Knowing women, and everything to do with them, was his business. But he wasn’t going to share that with Sylvee, especially when not a single one of those women ever mattered.

As usual, she picked up on what he wasn’t saying. “Did you have any special women at all, Piers?”

His mind skimmed over the handful of ladies he’d dated over the past twenty years. Their faces were all a blur. Some, he couldn’t even recall their names. Terrible of him, but a fact of life for a man whose heart had always belonged to another.

He caught a long tendril of Sylvee’s hair and guided it off her cheek. “None of them mattered.”

“You never saw yourself married. While I was planning out what kind of house I’d live in—” She stopped cold.

He searched her face. “What is it?”

“I just realized something. The house Charlie and I bought…it was traditional. Two stories, wood floors. Front porch with big columns.” She shook her head. “Nothing like he wanted.”

“What did he want?” He still wanted to ruin Charlie’s perfect white teeth with one punch, but she needed to speak freely about him. If he knew anything else about women, it was that they needed to work out their issues in their own time. He’d listened to plenty of them.

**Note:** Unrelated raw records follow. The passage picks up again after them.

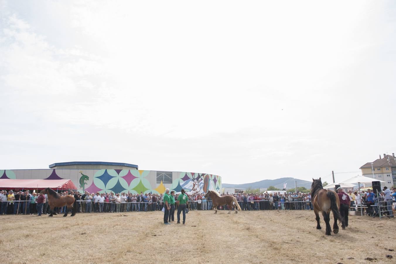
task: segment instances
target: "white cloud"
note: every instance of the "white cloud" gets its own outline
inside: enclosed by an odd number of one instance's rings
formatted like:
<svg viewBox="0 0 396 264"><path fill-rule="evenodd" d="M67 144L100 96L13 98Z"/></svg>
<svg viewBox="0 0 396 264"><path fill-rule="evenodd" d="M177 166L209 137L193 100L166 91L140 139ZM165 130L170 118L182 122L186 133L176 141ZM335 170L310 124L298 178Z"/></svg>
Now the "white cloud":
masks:
<svg viewBox="0 0 396 264"><path fill-rule="evenodd" d="M395 147L381 136L395 128L388 2L3 6L3 166L27 159L23 144L55 151L44 165L116 158L225 182L309 179Z"/></svg>

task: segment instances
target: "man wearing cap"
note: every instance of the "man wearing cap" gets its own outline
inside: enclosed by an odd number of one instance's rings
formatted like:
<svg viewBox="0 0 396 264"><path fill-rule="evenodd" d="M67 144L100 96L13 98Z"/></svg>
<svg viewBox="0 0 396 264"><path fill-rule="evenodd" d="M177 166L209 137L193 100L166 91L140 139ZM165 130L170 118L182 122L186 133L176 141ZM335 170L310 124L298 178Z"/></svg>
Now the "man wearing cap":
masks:
<svg viewBox="0 0 396 264"><path fill-rule="evenodd" d="M7 214L7 191L2 191L0 194L0 201L1 202L1 210L0 215Z"/></svg>
<svg viewBox="0 0 396 264"><path fill-rule="evenodd" d="M348 226L348 216L350 205L350 199L348 194L344 192L342 187L337 188L337 192L338 198L340 199L340 214L345 220L344 222L345 226L343 223L341 227L343 229L345 229L345 227Z"/></svg>
<svg viewBox="0 0 396 264"><path fill-rule="evenodd" d="M42 193L38 194L38 197L37 198L37 205L36 208L37 210L37 216L41 216L43 209L43 205L45 202L46 197Z"/></svg>
<svg viewBox="0 0 396 264"><path fill-rule="evenodd" d="M384 187L384 201L386 205L386 209L388 216L394 217L393 212L392 212L392 197L390 195L390 190L388 187Z"/></svg>
<svg viewBox="0 0 396 264"><path fill-rule="evenodd" d="M352 193L352 191L349 190L349 192L348 194L348 196L349 197L349 199L350 200L350 210L351 211L356 211L354 205L355 205L355 199L356 196L355 194Z"/></svg>
<svg viewBox="0 0 396 264"><path fill-rule="evenodd" d="M371 205L374 203L374 193L371 191L369 189L367 189L367 212L369 215L373 215L373 209L371 208Z"/></svg>
<svg viewBox="0 0 396 264"><path fill-rule="evenodd" d="M20 201L22 196L22 192L21 191L15 195L15 201L18 201L14 203L14 214L17 214L22 210L22 205Z"/></svg>

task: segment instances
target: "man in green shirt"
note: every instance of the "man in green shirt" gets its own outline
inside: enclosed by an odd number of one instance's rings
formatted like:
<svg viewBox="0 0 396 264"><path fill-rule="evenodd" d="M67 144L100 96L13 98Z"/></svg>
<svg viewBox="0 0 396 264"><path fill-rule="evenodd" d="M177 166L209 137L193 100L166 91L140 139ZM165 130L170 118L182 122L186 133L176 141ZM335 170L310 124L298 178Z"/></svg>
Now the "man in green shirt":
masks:
<svg viewBox="0 0 396 264"><path fill-rule="evenodd" d="M177 224L180 223L180 213L183 211L183 224L186 222L186 207L187 202L188 201L188 197L186 194L184 189L181 189L181 193L177 198L177 203L179 207L177 207Z"/></svg>
<svg viewBox="0 0 396 264"><path fill-rule="evenodd" d="M171 199L169 197L169 189L165 189L165 193L164 194L164 223L166 225L169 225L168 219L169 218L169 210L171 209Z"/></svg>
<svg viewBox="0 0 396 264"><path fill-rule="evenodd" d="M175 222L175 191L172 191L171 192L171 195L169 195L169 198L171 199L171 209L169 210L169 220L168 222Z"/></svg>

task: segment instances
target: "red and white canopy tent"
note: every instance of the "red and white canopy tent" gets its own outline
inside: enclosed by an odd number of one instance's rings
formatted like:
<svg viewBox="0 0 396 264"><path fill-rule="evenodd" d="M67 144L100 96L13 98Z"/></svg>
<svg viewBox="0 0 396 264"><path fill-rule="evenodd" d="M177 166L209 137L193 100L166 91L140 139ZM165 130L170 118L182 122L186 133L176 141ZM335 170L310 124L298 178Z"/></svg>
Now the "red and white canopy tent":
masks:
<svg viewBox="0 0 396 264"><path fill-rule="evenodd" d="M76 190L72 180L0 179L0 189L2 190L35 189L42 190L50 187L54 190Z"/></svg>

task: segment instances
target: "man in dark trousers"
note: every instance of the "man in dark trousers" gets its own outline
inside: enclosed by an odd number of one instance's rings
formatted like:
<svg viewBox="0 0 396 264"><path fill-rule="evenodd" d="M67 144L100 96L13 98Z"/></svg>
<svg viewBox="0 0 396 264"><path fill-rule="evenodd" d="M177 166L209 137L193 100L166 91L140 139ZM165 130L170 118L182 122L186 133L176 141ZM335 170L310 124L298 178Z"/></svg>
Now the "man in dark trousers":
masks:
<svg viewBox="0 0 396 264"><path fill-rule="evenodd" d="M341 227L345 229L345 227L348 227L348 216L349 213L350 199L348 194L344 192L342 187L337 188L337 192L338 198L340 199L340 214L345 220L345 226L343 224Z"/></svg>

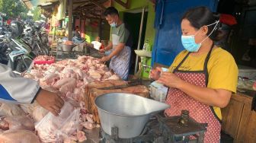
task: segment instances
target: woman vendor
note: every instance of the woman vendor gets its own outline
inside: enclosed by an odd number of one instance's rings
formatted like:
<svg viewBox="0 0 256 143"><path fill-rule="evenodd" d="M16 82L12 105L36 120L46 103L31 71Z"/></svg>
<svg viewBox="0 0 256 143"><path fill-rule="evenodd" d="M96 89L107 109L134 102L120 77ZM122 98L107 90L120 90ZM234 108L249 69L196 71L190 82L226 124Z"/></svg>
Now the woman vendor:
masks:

“He loved modern shapes. Buffed concrete floors. He was just buying into my dream. I see that now.”

“That’s his problem.” He threaded his fingers through her hair and lightly cupped her nape. “He had a voice to speak up. He chose not to.”

“It happens a lot in marriages, that’s true. After dealing with so many divorces in the practice, I can see the patterns. I just never thought I’d become a statistic.”

“Nobody sets out to get a divorce, baby. It doesn’t make you a failure.”